I would like to write some long text in some structure to allow a set of operations on that text. The question is which structure or format should I use, which suits best the use that I plan to do of that text?
Next I describe that use:
- I would like to write text in natural language, possibly with translations to several languages. Translations would simply be the same structure with different data (text).
- I would like to keep that text in a VCS, check diffs, branch and merge, etc. The structure should fit well this use.
- I would like to keep the text free of as much clutter as possible so that it is human-readable.
- I would like to easily convert the text to other formats, not necessarily many but at least html and pdf would be fine.
- I would like to be able to manipulate that text easily, for instance changing the order of some elements, filtering them, etc. based on metadata in that text.
- Metadata is data, that means it may be printed or not, or it may be printed in different ways.
Here are the main options I have considered so far:
- Latex: basically it is a language designed for this task. The problems I see are that it is not as readable as other options, for instance Markdown, and it is not really structured text. The text is there and the metadata about formatting options and so on can be separated with a set of macros, but the text is not really structured, changing the order requires either parsing it or defining all the text as macros so that only the order of the macro invocation needs to be changed. It's great for what it does, but becomes clumsy when it falls short in some feature, as structuring the text. I don't see a good separation between control information and data to be printed. It is a very good option to convert to pdf.
- XML: The structure in this case is fairly good, but in the current context, I see no advantage in using XML when HTML could be used instead, it provides the same features and some more.
- HTML: the conversion to HTML would be immediate in this case but the conversion to pdf is not so clear. In terms of human readability maybe markdown could be better, but HTML is probably the most widespread and used language for the task at hand, there are supporting languages like CSS (Less, Sass, too many options) that can make life easier, Javascript can handle it, anyone with a browser can easily read it, etc. Maybe some special HTML could be converted to quality Latex and there to pdf, I don't know.
- Markdown: a very good option in terms of readability, but I'm uncertain about how could it be manipulated, maybe through conversion to HTML and then using DOM manipulations or any other processing that could be done on XML and thus on proper HTML. I'm uncertain about how flexible may be for defining metadata (for instance a paragraph that is a summary of other paragraphs) when this could be easily done with XML or HTML via classes or other attributes.
- JSON: most languages include a parser for JSON thus it is very friendly for programming languages and easy manipulation m. Obviously some standard should be defined for JSON, but the same holds for the rest of the options, including latex (macros).
- CoffeeScript: this removes some clutter from the usual JSON, it may be more readable and can be converted into JSON easily.

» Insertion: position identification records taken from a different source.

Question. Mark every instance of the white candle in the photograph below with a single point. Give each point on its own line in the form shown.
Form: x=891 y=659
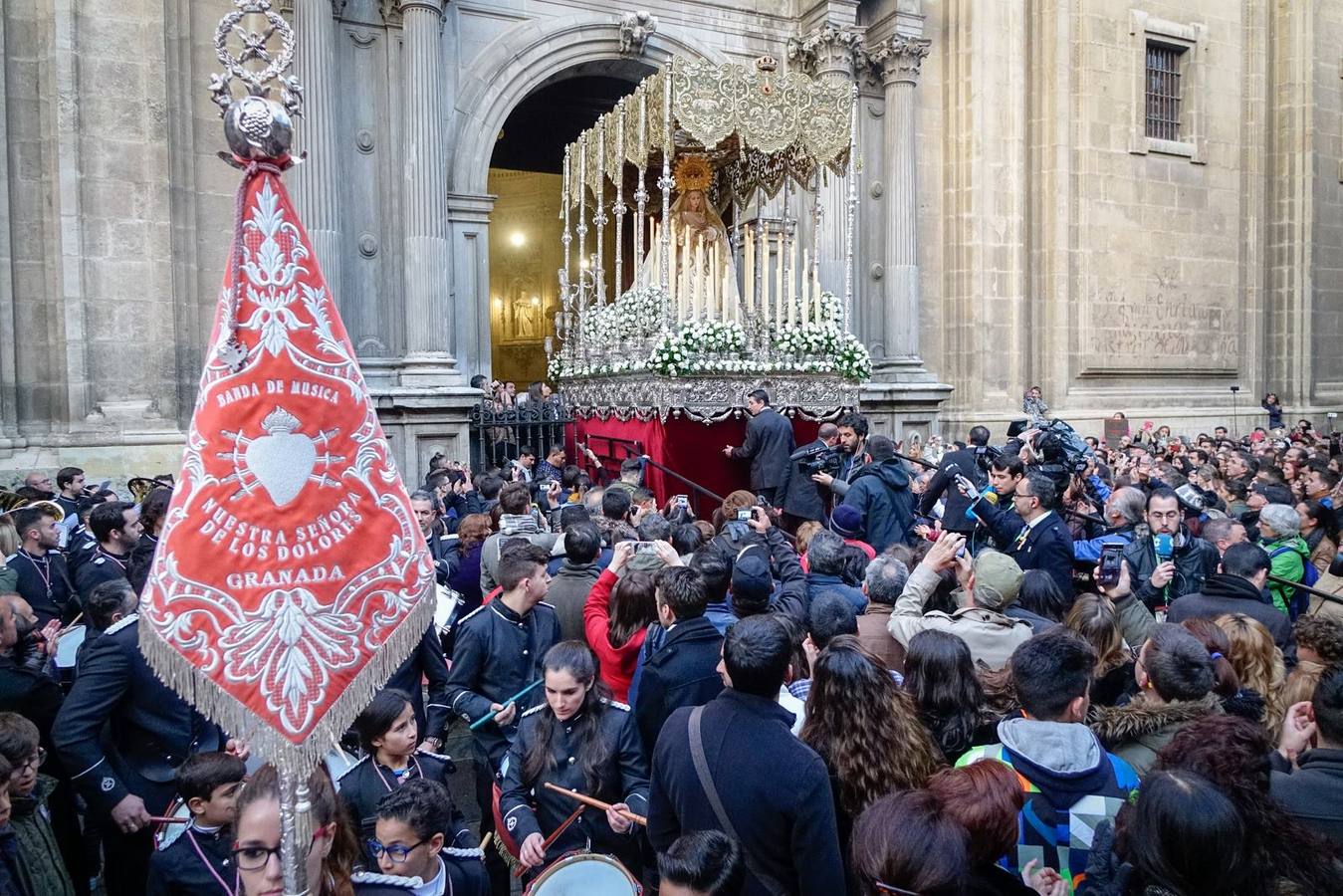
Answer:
x=792 y=285
x=765 y=273
x=685 y=268
x=749 y=260
x=815 y=289
x=804 y=296
x=653 y=256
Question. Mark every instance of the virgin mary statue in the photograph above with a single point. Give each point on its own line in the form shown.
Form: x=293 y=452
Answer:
x=696 y=222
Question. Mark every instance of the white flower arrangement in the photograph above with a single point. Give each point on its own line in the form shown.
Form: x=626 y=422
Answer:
x=712 y=346
x=634 y=315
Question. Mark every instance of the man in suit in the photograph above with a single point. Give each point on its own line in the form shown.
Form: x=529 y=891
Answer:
x=1030 y=533
x=802 y=499
x=122 y=735
x=769 y=445
x=963 y=461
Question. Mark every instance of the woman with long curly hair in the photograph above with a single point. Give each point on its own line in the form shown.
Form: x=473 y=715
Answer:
x=940 y=677
x=1257 y=662
x=865 y=729
x=331 y=856
x=577 y=739
x=1095 y=618
x=1281 y=854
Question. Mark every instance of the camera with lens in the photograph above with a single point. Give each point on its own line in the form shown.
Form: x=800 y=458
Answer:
x=818 y=458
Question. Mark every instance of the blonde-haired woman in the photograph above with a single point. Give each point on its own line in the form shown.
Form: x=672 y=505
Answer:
x=1258 y=664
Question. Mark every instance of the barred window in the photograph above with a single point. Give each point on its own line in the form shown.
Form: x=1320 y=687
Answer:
x=1163 y=91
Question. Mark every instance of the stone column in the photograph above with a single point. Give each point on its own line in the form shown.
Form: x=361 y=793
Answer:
x=897 y=60
x=829 y=53
x=429 y=307
x=316 y=183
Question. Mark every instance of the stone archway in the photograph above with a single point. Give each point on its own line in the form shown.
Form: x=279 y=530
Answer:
x=530 y=55
x=515 y=65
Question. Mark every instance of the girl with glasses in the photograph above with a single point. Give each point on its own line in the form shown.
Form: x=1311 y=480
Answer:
x=388 y=737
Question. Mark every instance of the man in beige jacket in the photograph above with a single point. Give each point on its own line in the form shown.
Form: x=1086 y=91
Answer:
x=989 y=583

- Mixing: the problem with JSON and CoffeeScript is that the structure to hold the contents is very flexible (maybe too much) but it doesn't support in a natural way inline annotations. A possible solution is to use Markdown or HTML for these fragments of text, including bold text or what may be needed.
The objective is to write a manifesto, or something that looks like a manifesto and evolves. This is based on some ideas that recommend using VCS systems. The point is to have a structure that allows to write once and publish as many times as may be needed and in different ways, maybe blog posts, pdfs, etc., because a lot of effort to reach the consensus has to be put to write the text, rewriting and rewording does not seem a good idea. This discards some other nice options, like a wiki, but it would be nice to be able to have it structured in some way such that a set of pages like a wiki could be built from the source data.
In the end the technology may not be there yet, but I think it is not too far. There are actually so many options that a clever use of some of them should be enough.